Eu fui dano colateral e escrevo apenas para evitar enlouquecer de vez. A urna contendo as cinzas, das quais tenho pavor (para mim entram na categoria gente morta e eu ainda tenho medo de gente morta), foi deixada numa cadeira posicionada cuidadosamente num canto do quarto, sobre a pasta azul que continha os papéis que eu precisava.
Era para ser uma punição, mas eu aproveitei a oportunidade para também mostrar que posso ser mesquinha e "sequestrei" as cinzas. Meu irmão, quando soube que levei seu pai embora, mandou mensagens enlouquecidas perguntando o paradeiro da caixa, ao que eu prontamente respondi: nunca pensaria que as cinzas de papai seriam usadas como peso de papel, então achei que era para levar comigo.
Carreguei, a contra gosto, por quase 300 km a caixinha. E prontamente guardei num canto. Por anos ela ficou lá, numa situação meio dormente, mas sem fim definitivo. Sim, eu quis jogar no mar ou na mata. Mas, ao contrário do meu irmão, tenho algo que se chama bom senso e nunca agiria de volta a voluntariamente causar batalhas sem sentido para a minha vida.
Porém, o ser humano mesquinho se apega. E o monstro da ganância, anos depois, volta a dar o ar da graça. Do nada (repito, em caixa alta, DO NADA), recebi uma mensagem depois de mais de um ano, solicitando urgência na devolução da caixa, como se eu tivesse em algum momento me apossado dela indevidamente. Eu confesso que já havia silenciado esse contato específico que, meses antes, havia me causado transtornos em uma situação igualmente sem razão de ser. Malucos serão malucos.
Horas depois, uma nova mensagem que por acaso vi chegando ao vivo na minha lista de contatos, dizendo que ele estava sendo ignorado de forma deliberada e eu ia me arrepender.
Oi? Nem tinha visto você, pessoa doida.
Dei de ombros (já eu que já tinha ignorado, né, não custava esperar mais um tantinho por resposta( e fui conversar com minha mãe para entender o que estava acontecendo. E ela me lembrou porque devemos ter medo dos vivos: fui ameaçada por estar com as cinzas do meu próprio pai pelo meu irmão pois ele está puto querendo dinheiro. E como não podia me cobrar um pagamento (como já havia feito, de maneira muito tosca e errada com a minha irmã, via advogado), resolveu me "ameaçar" com as mesmas cinzas que ele deixou pra mim. E como a ameaça inicial não surtiuo efeito desejado, adicionou horas depois uma "mensagem ameaçadora".

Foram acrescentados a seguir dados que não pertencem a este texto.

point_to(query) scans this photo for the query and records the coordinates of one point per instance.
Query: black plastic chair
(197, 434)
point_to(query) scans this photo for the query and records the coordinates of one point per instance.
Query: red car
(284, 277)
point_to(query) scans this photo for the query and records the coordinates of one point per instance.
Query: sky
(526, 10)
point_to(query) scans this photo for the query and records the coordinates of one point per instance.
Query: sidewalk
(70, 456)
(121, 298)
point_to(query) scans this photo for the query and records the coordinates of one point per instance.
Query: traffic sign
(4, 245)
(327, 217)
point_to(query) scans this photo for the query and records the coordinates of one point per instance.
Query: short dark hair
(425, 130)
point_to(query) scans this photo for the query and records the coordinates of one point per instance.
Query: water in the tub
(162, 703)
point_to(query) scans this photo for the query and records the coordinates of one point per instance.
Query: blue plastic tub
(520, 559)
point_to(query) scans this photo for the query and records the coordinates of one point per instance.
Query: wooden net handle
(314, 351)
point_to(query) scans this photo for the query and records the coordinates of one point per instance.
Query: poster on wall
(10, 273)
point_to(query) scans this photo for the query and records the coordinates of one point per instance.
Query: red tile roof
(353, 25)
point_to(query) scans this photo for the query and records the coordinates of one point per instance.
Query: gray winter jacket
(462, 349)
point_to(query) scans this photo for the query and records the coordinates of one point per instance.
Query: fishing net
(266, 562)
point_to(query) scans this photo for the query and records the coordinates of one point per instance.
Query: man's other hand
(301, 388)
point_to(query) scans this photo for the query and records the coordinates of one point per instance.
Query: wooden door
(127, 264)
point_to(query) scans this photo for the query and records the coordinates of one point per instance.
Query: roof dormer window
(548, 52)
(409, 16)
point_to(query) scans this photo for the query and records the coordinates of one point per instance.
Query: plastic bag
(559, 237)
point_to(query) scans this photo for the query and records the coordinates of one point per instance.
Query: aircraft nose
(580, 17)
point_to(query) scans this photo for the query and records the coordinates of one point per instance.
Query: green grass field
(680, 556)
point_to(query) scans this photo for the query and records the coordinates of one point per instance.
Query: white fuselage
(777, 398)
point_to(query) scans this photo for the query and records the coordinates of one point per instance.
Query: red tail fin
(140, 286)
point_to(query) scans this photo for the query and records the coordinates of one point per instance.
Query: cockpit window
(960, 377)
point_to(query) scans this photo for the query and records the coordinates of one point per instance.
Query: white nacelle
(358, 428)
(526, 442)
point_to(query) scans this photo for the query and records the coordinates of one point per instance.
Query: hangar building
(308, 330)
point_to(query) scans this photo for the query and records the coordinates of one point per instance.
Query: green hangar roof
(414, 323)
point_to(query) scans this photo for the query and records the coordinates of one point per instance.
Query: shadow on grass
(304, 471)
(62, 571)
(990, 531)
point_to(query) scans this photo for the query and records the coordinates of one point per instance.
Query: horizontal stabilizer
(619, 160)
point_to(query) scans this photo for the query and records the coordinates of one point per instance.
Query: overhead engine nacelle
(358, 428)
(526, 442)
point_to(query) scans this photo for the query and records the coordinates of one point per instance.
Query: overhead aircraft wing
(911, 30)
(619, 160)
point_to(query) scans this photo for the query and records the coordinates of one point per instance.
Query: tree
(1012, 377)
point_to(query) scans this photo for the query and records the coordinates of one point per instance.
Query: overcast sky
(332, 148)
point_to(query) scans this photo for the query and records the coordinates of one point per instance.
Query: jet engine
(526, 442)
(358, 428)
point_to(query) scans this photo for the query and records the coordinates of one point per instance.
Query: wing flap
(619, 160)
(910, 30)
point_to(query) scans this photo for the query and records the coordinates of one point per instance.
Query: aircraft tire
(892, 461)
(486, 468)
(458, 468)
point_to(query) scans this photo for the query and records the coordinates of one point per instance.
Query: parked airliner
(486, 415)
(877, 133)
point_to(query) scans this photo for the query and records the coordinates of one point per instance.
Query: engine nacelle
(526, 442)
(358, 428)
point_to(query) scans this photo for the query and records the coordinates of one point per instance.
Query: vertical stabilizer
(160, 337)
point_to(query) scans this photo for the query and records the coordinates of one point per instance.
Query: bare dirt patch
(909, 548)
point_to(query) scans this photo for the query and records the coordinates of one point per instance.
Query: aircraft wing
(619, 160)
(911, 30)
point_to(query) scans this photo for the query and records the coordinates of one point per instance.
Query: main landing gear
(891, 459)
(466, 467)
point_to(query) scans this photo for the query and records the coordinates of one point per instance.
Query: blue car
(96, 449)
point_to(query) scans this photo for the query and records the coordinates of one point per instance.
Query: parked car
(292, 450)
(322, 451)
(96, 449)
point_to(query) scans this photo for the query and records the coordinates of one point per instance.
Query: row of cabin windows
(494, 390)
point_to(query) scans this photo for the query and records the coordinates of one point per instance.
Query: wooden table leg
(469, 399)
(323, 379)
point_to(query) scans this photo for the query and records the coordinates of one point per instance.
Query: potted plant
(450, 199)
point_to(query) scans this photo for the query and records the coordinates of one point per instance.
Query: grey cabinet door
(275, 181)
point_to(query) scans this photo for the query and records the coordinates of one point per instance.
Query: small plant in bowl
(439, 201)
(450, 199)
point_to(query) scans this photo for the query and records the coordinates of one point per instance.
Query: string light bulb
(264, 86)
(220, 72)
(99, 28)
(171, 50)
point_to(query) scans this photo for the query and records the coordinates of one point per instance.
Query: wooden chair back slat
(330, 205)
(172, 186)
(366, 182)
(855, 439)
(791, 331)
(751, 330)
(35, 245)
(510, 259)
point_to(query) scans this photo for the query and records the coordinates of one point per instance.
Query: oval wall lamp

E lá fui eu, mais uma vez, empacotar as cinzas para viagem. Só que, dessa vez, decidi levar com mais leveza a situação. Levando meu pai para passear uma última vez, assim como levava ele no supermercado a cada visita, principalmente em época de aniversário do Supermercado Guanabara. Levei ele na padaria, no banco e deixei ele do meu lado na poltrona do ônibus. Queria que ele pudesse ter visto a paisagem, comido uma empada que ele amava e bebido uma Pepsi zero twist. Um agradecimento silencioso, mais uma vez, por tudo. Um ADEUS minimamente digno da minha parte. Ele vai viver em mim, em metade do meu DNA, nas lembranças principalmente das piadas toscas que a gente fazia um com o outro.
Mas o que eu espero, realmente, é que essa situação tenha um fim mais digno. Uma possibilidade que infelizmente parece pouco provável. Porque eu cresci e me desapeguei, sei que, de alguma forma, os mortos não viram monstros mas precisam ser libertados para seguirem seu caminho, seja se desfazendo no ar para virarem lembranças ou para reencarnar novas aventuras.
E que o pó é apenas isso. Um resto, um punhado, um objeto inanimado que nos ensina a praticar o desapego e o "segue em frente".
Aos que ficam presos, só posso desejar um aprendizado com menos sofrimento e menos beligerância. Um aceite tranquilo de que tudo passa e vai embora, inclusive os bens materiais.